Water erosion due to both natural and human causes drives displacement of the upper layer of the soil, which is crucial to soil fertility. Excessive agricultural activities and a failure to use agricultural areas according to their characteristics are examples of human-induced erosion (Rutebuka et al. 2019, Seitz et al. 2019, Han et al. 2020). Anthropogenic erosion can have a long-term impact on agricultural land and can lead to the abandonment of unproductive land (Colombo et al. 2005, Aytop & Şenol 2022). Some past civilizations evidently declined and eventually disappeared because of soil erosion (Diamond 2004). However, it is still a matter of debate whether the negative impact of soil erosion on land productivity will impact modern societies (Bakker et al. 2007).

Approximately 80% of the world’s agricultural land is subject to moderate or severe erosion (Meliho et al. 2019), and agricultural areas may experience a significant loss of land productivity (LLP) due to erosion. While LLP is c. 0.50% per year in continental Europe (Panagos et al. 2018), the rate in Türkiye is c. 0.92% per year (Aytop & Pınar 2024). The world population of over 8 billion people is expected to surpass 10 billion in the next 80 years (Ritchie 2019). Given that hunger affects 691–783 million people, and over 99% of human food needs are met on land (FAOSTAT 2004, Pimentel & Burgess 2013), it is crucial to protect and enhance the productivity of agricultural areas to secure the food supply. Preservation of agricultural land can be achieved by using the land in an efficient and planned manner according to its capabilities, which is made possible by preparing agricultural land-use plans employing land evaluation methods (Xie et al. 2020, Aytop & Şenol 2022).
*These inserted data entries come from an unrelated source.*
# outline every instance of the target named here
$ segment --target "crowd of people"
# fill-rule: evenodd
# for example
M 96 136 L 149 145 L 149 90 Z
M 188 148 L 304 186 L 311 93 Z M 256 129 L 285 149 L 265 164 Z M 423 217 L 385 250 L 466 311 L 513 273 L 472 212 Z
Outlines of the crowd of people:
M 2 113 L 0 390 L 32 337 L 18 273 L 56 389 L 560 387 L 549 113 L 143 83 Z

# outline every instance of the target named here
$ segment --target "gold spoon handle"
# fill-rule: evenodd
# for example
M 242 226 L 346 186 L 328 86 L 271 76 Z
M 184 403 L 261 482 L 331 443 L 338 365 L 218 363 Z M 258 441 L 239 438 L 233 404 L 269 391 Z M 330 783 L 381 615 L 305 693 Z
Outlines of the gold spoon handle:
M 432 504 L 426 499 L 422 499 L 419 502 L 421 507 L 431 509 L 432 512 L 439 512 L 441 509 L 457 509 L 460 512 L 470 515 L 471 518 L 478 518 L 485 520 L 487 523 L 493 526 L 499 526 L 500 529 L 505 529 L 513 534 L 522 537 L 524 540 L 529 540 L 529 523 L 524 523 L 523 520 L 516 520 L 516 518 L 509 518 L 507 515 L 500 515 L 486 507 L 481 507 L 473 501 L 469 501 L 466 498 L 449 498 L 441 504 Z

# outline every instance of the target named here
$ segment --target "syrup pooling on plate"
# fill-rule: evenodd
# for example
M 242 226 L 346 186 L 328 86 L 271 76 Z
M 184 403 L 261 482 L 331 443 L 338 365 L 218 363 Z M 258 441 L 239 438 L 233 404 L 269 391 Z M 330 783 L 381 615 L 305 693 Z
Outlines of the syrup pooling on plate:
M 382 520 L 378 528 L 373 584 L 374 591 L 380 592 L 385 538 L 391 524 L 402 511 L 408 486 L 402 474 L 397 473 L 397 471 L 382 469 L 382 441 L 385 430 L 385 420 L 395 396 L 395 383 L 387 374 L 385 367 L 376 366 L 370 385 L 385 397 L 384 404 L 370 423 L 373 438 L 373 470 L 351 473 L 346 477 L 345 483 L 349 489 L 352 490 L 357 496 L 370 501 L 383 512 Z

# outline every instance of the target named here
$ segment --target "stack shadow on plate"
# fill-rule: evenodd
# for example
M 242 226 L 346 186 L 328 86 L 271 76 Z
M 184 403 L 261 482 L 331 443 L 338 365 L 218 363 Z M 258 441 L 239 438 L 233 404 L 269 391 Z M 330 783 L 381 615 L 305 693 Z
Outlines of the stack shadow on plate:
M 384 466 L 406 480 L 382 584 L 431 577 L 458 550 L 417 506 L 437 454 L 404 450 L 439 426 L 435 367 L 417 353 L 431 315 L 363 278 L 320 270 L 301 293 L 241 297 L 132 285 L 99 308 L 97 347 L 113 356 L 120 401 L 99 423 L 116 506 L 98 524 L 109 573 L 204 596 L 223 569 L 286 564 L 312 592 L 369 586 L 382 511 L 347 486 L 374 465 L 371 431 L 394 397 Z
Although Türkiye has a rugged topography that is erosion-prone (Duran 2013, Erpul et al. 2018), an understanding of the impacts of improper agricultural practices on erosion is limited. In areas with sloping topography, it is especially vital to integrate erosion mitigation measures into land evaluation methods when preparing land-use plans. Potential impacts of different climate change or land-use planning scenarios have long been simulated (April et al. 2006, Zare et al. 2017, Aytop & Şenol 2022, Pınar & Erpul 2023). These studies have evaluated the possible consequences of changes and led to improved management of natural resources, but it has been difficult to integrate environmental characteristics, economic factors, soil properties and soil conservation practices (contour farming, terracing, etc.) into these methods (Aytop & Şenol 2022). Previous studies have developed land-use scenarios for protecting and increasing the area of agricultural, forest and pasture lands and have examined the soil losses caused by these scenarios (Dymond et al. 2010, Chuenchum et al. 2020, Gong et al. 2022, Nguyen et al. 2023, Patriche 2023). Research that integrates soil conservation practices into land-use planning scenarios has not incorporated any land evaluation methods (Birnholz et al. 2022, Madenoğlu et al. 2024, Vîrghileanu et al. 2024).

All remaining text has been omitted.